13/10/2015 – 07H30 Nantes (Breizh-info.com) – Un « jeune » incarcéré à l’EPM d’Orvault, près de Nantes, a agressé dimanche plusieurs surveillants qui lui avaient confisqué ce que lui a apporté sa mère. Âgé de 16 ans et demi, libérable début 2018 après avoir été condamné à une lourde peine en correctionnelle, il était arrivé il y a quinze jours de la maison d’arrêt de Bourges.

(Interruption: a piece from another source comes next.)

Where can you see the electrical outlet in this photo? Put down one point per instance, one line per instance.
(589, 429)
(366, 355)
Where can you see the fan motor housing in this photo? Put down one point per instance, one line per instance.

Le 11 octobre, il avait un parloir avec sa mère, pendant lequel il a reçu des substances qu’il a caché dans son anus. Mais manque de chance la « livraison » étant trop grosse (!) et les surveillants l’ont trouvée. Le mineur a commencé par refuser de leur remettre ce qu’il avait caché puis a menacé de mort et insulté les surveillants présents. Il a aussi frappé l’un d’eux à deux reprises au visage. au cours de la bagarre, le paquet introduit dans son anus est tombé. Dedans, une grosse quantité de tabac à rouler – interdit au mineur – et cinq barrettes de shit.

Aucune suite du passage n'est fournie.